We offer two generative model tiers and two embedding model tiers, each optimized for different use cases. Generative models support Student and Teacher roles for automatic optimization. Learn more about model roles.

Generative Models

📘
Note on initial costs
New deployments use Teacher pricing during an initial grace period while the platform learns your usage patterns. Once optimization completes, requests automatically transition to the lower-cost Student model. Learn more about the grace period.

Jackal

Many developers choose Parlant as a friendly, full-featured Conversational AI framework, even when they're not building compliance-sensitive agents (which is Parlant's most unique strength).

For use cases that aren't mission-critical, accuracy is often a should have but not an absolute must. When there are no critical legal or financial repercussions if the agent occasionally falls short on instruction-following fidelity, a certain degree of accuracy can be traded off for costs. Typical use cases include education, AI copilots, lead generation, and similar applications.

Jackal is ideal for these scenarios. It provides a balance between accuracy and cost. It's more accurate than generic, off-the-shelf models at similar price points, thanks to its Parlant-specific specialization.

If your agent doesn't handle particularly sensitive use cases, Jackal delivers excellent value.

Pricing

Role	Input (per 1M tokens)	Output (per 1M tokens)
Student	$0.30	$2.50
Teacher	$0.60	$3.00

Rate Limits

See Jackal tier rate limits for RPM, TPM, and TPD limits by usage tier.

Bison

Many companies use Parlant for its unique strength in managing compliance-sensitive use cases, such as financial services, healthcare, large-scale proactive customer service, and similar domains.

In these scenarios, accuracy is crucial. Mishaps on the agent's part can lead to financial, legal, or reputational damage.

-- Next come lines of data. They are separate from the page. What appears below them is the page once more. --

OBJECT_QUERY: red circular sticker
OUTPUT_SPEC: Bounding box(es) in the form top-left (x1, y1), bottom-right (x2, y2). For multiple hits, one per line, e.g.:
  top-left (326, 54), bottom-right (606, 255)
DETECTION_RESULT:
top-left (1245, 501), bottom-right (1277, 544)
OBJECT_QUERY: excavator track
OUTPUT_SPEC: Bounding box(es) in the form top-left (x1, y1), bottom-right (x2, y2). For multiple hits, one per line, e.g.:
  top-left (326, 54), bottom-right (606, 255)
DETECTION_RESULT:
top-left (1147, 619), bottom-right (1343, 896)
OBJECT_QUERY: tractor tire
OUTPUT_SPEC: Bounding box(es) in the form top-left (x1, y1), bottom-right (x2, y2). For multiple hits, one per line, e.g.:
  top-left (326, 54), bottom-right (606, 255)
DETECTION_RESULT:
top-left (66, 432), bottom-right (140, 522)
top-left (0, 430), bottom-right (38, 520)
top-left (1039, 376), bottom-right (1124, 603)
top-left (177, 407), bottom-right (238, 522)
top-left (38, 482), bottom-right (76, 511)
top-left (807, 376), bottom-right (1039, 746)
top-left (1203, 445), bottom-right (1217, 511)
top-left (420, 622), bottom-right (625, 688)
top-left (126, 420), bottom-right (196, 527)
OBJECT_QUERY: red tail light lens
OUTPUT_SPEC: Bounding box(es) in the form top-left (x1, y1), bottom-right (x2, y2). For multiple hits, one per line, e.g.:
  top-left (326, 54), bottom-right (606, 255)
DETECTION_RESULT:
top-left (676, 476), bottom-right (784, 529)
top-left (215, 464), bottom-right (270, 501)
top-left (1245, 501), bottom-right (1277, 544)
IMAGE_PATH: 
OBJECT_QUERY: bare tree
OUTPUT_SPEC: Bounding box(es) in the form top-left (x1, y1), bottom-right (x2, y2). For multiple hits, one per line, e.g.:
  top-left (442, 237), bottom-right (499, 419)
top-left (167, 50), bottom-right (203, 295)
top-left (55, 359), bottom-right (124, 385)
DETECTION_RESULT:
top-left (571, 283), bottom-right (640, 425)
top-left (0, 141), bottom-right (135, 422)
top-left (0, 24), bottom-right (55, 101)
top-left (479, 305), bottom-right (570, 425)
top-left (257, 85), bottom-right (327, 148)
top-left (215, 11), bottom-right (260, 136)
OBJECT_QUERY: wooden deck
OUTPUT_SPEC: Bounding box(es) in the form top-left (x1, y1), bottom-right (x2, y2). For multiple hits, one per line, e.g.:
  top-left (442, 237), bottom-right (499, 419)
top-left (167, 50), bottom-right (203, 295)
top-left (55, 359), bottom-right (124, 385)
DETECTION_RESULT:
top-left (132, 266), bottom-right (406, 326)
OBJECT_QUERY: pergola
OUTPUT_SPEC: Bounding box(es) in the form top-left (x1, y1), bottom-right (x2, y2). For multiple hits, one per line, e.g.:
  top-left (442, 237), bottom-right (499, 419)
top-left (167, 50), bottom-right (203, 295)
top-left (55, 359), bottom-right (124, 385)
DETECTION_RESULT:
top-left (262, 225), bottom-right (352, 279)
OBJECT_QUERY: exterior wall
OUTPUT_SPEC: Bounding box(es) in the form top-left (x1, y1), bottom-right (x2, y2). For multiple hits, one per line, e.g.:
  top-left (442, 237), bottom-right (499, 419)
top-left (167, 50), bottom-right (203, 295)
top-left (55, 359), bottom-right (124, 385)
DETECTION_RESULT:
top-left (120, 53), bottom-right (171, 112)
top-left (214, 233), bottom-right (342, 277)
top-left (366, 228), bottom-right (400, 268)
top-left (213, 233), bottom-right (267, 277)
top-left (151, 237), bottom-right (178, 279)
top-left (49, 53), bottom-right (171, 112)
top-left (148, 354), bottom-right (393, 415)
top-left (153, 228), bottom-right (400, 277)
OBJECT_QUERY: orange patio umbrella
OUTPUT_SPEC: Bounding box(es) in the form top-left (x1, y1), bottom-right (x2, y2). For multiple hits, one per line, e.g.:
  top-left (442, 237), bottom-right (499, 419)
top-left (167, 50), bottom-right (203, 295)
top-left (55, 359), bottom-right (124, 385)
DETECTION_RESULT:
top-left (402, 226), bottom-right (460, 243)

Bison was created for these use cases. While still providing a better price point than generic off-the-shelf models, it is based on a larger model that handles more nuance and complexity.

This leads to higher precision in tasks such as guideline matching, tool calling, and response generation.

Choose Bison when your application handles sensitive, high-stakes decisions where accuracy is non-negotiable.

Pricing

Role	Input (per 1M tokens)	Output (per 1M tokens)
Student	$0.90	$5.00
Teacher	$1.50	$15.00

Rate Limits

See Bison tier rate limits for RPM, TPM, and TPD limits by usage tier.

Embedding Models

Embedding models generate vector representations for semantic search, similarity matching, and retrieval tasks. Unlike generative models, they do not use the Teacher/Student optimization system.

Generally speaking, it isn't necessary to choose between embedding tiers in Parlant. When using EmcieService in Parlant, the framework automatically selects the appropriate embedding model based on the needs of each task—using high-fidelity embeddings where precision matters and lower-fidelity embeddings where speed is sufficient.

Parlant uses embeddings relatively lightly, and since embedding models are quite inexpensive, we leave this decision to the framework.

Jackal Embedding

The cost-optimized embedding tier, used by Parlant for tasks where retrieval speed takes priority over maximum precision.

Pricing
$0.01 / 1M tokens

Bison Embedding

The high-fidelity embedding tier, used by Parlant when retrieval accuracy is important or when working with more complex, nuanced content.

Pricing
$0.12 / 1M tokens

Rate Limits

See Embedding model rate limits for RPM, TPM, and TPD limits by usage tier.